There’s something about three dudes in black capes and demon masks that just never gets old. It really should, but it doesn’t as long as they've got the music to back it up. In stark contrast to Swedish compatriot Ghost’s tongue-in-cheek doctrine, Terra Tenebrosa legitimately gives the creeps with its genre-defying attack and macabre imagery. The trio came together in 2009 from the ashes of post-hardcore outfit Breach and delivered a promising debut, but it’s on their sophomore effort that they’ve laid claim to territory all their own. Full of distorted chants and screams, paranoia-inducing machine noises, and all sorts of other bizarre sounds,
The Purging is a tour de force in unsettling songcraft.

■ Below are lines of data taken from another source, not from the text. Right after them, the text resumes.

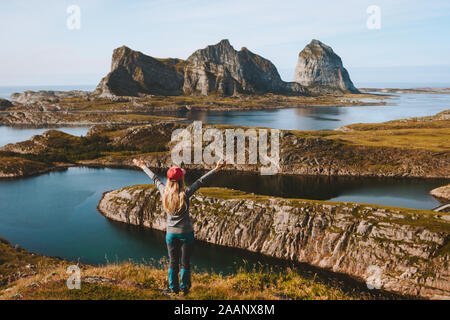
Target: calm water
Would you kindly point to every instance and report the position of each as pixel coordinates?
(328, 118)
(13, 135)
(6, 91)
(55, 214)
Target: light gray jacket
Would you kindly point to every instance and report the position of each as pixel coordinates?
(180, 222)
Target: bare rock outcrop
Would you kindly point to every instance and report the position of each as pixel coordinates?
(320, 69)
(399, 250)
(442, 193)
(5, 104)
(134, 73)
(217, 69)
(221, 69)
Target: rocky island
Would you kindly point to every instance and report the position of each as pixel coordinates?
(320, 69)
(414, 147)
(217, 77)
(401, 250)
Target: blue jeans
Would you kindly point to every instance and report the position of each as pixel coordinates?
(180, 247)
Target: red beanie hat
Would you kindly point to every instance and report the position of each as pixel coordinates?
(175, 173)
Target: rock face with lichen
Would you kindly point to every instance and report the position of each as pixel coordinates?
(442, 193)
(5, 104)
(399, 250)
(134, 73)
(221, 69)
(320, 69)
(216, 69)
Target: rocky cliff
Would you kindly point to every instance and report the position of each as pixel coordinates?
(218, 69)
(221, 69)
(442, 193)
(320, 69)
(5, 104)
(133, 73)
(399, 250)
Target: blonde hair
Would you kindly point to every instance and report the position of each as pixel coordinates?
(174, 196)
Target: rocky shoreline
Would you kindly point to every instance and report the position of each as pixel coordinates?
(350, 151)
(399, 250)
(442, 193)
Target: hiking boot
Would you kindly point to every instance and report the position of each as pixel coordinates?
(170, 292)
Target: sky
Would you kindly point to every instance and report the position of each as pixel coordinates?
(37, 47)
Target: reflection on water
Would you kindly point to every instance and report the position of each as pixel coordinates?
(55, 214)
(408, 193)
(328, 118)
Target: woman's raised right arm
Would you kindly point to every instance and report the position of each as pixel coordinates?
(159, 185)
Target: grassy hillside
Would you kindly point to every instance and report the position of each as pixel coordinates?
(28, 276)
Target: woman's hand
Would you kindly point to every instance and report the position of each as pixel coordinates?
(139, 163)
(220, 165)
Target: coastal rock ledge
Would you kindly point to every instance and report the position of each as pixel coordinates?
(404, 251)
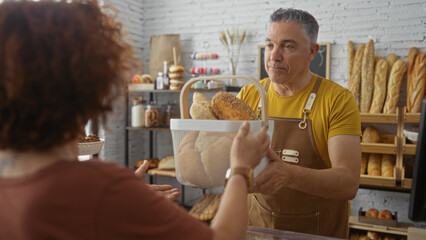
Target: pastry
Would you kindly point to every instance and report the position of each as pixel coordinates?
(201, 107)
(228, 107)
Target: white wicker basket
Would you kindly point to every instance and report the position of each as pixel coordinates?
(90, 148)
(210, 172)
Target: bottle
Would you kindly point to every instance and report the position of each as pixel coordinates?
(138, 112)
(152, 115)
(160, 80)
(166, 75)
(172, 111)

The band members go by the names The Cuckoo (yes, that’s actually the vocalist’s pseudonym), Risperdal, and Hibernal, and no one on the outside really knows who does what. Multi-part songs like “Black Pearl in a Crystalline Shell” and “The Nucleus Turbine” ride on claustrophobic atmospheres dominated by growled lyrics and turbulent drumming that borders on industrial in nature. More straightforward pieces keep the album grounded, with “House of Flesh” the most notable departure as it blasts through a three-minute runtime like Ministry in a house of horrors. Putting any sort of label on
The Purging is basically futile, as each song takes pieces of noise, black metal, doom, post-rock, and totally indescribable elements (see: “At the Foot of the Tree”) and mashes them into a concoction that evokes Meshuggah in equal turn with Bathory’s immortal “Odens Ride Over Nordland.”

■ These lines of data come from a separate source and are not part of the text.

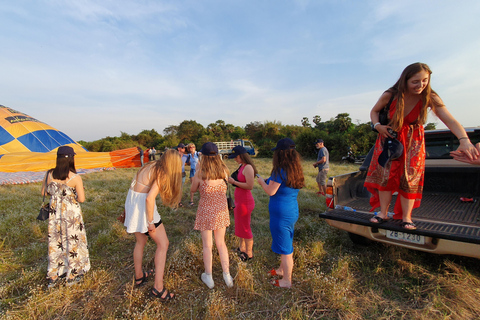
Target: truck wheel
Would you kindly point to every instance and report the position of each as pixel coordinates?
(357, 239)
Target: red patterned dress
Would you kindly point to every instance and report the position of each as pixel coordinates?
(405, 174)
(212, 213)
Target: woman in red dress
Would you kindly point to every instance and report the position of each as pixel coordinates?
(244, 202)
(413, 97)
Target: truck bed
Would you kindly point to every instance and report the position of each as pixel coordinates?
(441, 213)
(439, 216)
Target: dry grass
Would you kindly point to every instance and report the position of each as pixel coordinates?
(333, 279)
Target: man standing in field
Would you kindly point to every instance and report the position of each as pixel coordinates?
(322, 164)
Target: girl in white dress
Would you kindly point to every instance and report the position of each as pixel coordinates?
(163, 177)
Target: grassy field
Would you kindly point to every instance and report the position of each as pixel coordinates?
(333, 279)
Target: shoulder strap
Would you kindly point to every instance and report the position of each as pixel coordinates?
(387, 106)
(71, 178)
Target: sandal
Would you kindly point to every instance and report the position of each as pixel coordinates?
(144, 278)
(277, 284)
(409, 226)
(158, 294)
(244, 256)
(378, 220)
(273, 273)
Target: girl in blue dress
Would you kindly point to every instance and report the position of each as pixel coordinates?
(283, 186)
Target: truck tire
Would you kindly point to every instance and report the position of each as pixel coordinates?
(357, 239)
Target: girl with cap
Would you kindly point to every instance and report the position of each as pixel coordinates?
(192, 161)
(283, 186)
(212, 214)
(163, 177)
(244, 202)
(410, 97)
(67, 242)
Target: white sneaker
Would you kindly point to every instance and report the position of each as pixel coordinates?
(208, 280)
(228, 279)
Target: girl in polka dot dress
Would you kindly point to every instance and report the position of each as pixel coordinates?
(212, 214)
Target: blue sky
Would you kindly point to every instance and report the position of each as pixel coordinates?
(98, 68)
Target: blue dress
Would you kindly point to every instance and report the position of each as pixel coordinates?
(283, 209)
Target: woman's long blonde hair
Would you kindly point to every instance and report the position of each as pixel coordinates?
(167, 174)
(212, 168)
(399, 89)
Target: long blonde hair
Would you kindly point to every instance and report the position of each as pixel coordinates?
(167, 174)
(399, 89)
(212, 168)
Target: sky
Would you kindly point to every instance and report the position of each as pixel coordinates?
(97, 68)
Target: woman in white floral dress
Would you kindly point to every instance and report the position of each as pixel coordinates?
(67, 241)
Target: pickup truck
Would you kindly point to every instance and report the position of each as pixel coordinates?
(225, 147)
(448, 219)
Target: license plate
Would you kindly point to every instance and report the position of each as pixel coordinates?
(407, 237)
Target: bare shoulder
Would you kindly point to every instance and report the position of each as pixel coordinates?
(438, 102)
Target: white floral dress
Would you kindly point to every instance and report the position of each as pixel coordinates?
(67, 240)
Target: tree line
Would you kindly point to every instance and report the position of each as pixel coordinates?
(340, 135)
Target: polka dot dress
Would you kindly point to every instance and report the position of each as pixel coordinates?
(212, 213)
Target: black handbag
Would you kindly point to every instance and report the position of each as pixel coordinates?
(234, 175)
(45, 209)
(383, 114)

Terra Tenebrosa’s organization of the whole exercise (
see related: exorcise) is key. “The Redeeming Teratoma” opens with two minutes of fuzzy synthesizer surrounded by horror-movie soundtrack noises, then decompresses into the shifting polyrhythms of “The Compression Chamber” to jump-start the album. On the other end, “Disintegration” restores order after some creepy instrumental chicanery with a more straightforward structure, rising from a hollowed-out bridge to a huge climax of layered guitar harmonies and vocals that blend seamlessly into howling wind. It must have taken a staggering amount of samples and tracks to assemble these pieces, but the overall sound is remarkably balanced – each heavily-panned vocalization has a counterpart; every guitar wail and radio broadcast sample seems to occupy its own niche within the wall of sound. Whoever mixed and produced the album deserves an award (it’s not like anyone involved with the Grammys will ever hear it).
The most remarkable thing about
The Purging is how it manages not to overwhelm despite its turbulence and nebulous composition. Songs fade in and out, pummeling riffs come and go, and the whole affair wraps up in a tidy 47 minutes without once becoming stale. Crafting an album like
The Purging is a tricky affair, but Terra Tenebrosa weaves its incendiary compositions to maximum effect and makes sure that no element outstays its welcome. That, perhaps more than anything, is what leads to the success of
The Purging, an album that implies that not only is the well is still plenty deep, but the best may be yet to come.